I knew he was old, he has always been old.  I knew increased water intake could be many things, and none of them were good.  But I waited, hoping it would pass.  It did not pass, and he soon started peeing large amounts, large dilute amounts.  And he needed to pee more frequently.   Then I started to find “leaks.”  Little wet spots when he got up from his bed, or off the couch.  I knew we needed to see the vet and planned to call, but was better about getting him out before bed and first thing in the morning, put some waterproof pads under his bed, and the leaks stopped.  Then I came home one day and discovered his bed soaked through, and a very anxious Owen.  My boy had wet the bed.  I was worried, not because he had an accident, but because he had an accident while sleeping.  We went in to see the vet with urine sample in hand.

The urine sample came back inconclusive, it was too dilute to get any information.  So we did blood work, and waited, and then we had to go in for a follow-up appointment.  That is when I got news I did not want to hear.

Owen had increased liver levels, and increased cholesterol – two indicators of Cushings.  Now, I can pretend Owen had not been developing a pot belly, and I can pretend that his hair had not gotten a bit thinner, but, I cannot pretend the blood work was wrong.  I will admit I panicked, I knew the medications for Cushings were expensive, and had many side-effects.  And I knew the testing to confirm Cushings was not cheap.  And I knew Owen could only handle so many conditions before I had to accept it was time to let go.  I cried in the vet’s office, it was not the first time and it will not be the last.

I did not see my regular vet for this visit, he was out of town and a young, eager, and talented vet who I have a lot of respect for took care of me and Owen.  She listed all the tests, and the possible treatments, and sent me home.  She wanted to take it head on and was full of ideas.  I was overwhelmed, and not sure what to do.  In a move that never helps when one is overwhelmed, I went online and did a lot of research.  I looked into dog walkers, and supplements.  I checked my credit card balances and bank balances and tried to set limits on how much I could pursue.  And I waited for the call from Owen’s vet.
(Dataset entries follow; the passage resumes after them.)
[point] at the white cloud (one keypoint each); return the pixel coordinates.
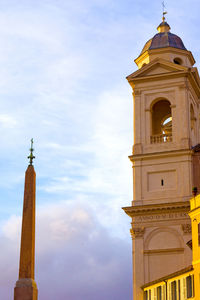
(72, 250)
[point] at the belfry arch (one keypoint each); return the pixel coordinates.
(161, 121)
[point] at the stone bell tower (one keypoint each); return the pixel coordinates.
(165, 157)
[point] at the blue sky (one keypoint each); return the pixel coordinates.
(62, 81)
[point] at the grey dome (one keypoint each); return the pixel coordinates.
(164, 40)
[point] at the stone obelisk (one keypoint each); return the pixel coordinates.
(26, 288)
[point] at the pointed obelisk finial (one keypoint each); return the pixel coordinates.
(31, 156)
(164, 11)
(26, 288)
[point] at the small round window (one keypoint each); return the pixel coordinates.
(177, 61)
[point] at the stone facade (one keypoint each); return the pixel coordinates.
(166, 129)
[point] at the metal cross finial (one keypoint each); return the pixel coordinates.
(164, 11)
(31, 156)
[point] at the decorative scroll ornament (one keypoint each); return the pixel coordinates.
(186, 228)
(137, 232)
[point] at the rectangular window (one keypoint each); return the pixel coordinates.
(159, 293)
(179, 290)
(199, 233)
(145, 295)
(189, 286)
(173, 290)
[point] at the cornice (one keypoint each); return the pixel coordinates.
(169, 153)
(162, 208)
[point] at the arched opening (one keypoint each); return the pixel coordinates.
(192, 124)
(178, 61)
(161, 122)
(192, 118)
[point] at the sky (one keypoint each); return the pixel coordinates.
(62, 82)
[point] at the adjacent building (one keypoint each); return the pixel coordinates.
(166, 165)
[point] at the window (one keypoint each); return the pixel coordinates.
(177, 61)
(189, 286)
(173, 290)
(159, 293)
(161, 122)
(145, 295)
(179, 290)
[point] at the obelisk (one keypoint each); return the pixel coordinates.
(26, 288)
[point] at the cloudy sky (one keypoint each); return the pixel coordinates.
(63, 65)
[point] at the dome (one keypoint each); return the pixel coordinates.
(164, 39)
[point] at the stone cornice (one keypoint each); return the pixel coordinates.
(162, 208)
(160, 154)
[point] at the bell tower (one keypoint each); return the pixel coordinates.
(165, 156)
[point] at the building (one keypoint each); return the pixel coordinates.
(165, 159)
(183, 284)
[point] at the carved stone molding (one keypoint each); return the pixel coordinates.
(137, 148)
(137, 232)
(186, 228)
(137, 92)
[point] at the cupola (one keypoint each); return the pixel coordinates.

I have only known my vet for two years, but he knows me, he knows me well.  He knows I need answers, and I will do what needs to be done for my pets.  He asked me what I was thinking and I said I was worried about the side-effects of the medications.  And he told me he was to, and that he often left senior dogs untreated for Cushings.  I then asked about testing, and he told me he was not going to let me do it.  He did not think pursuing treatment for Owen was worthwhile, and that if we tested to confirm Cushings, it would not change our course of action.  We would still continue working on pain management and supportive care for Owen.  He knew it was not what I wanted to hear, I wanted to know the problem and fix it, but he also knew it was right for my dog.

So that is where we are.  I put Owen on a food with a lower amount of protein (Nutrisource Large Breed Grain Free Lamb), I am giving him Milk Thistle for his liver, and I am giving him a lot of love, because, I have to accept that our time together is limited.  His liver is still enlarged, but he is not peeing as much, or drinking as much water, so I will be grateful for small victories.  I could put him on a low-protein food designed for liver health, but if he does not like it, what is the point?  My vet told me that it would add a few days to our life together, and he would rather see Owen enjoy his meals.  I love my vet, I love Owen.

I do not love watching my dog grow old, but I do love trying to make each day count.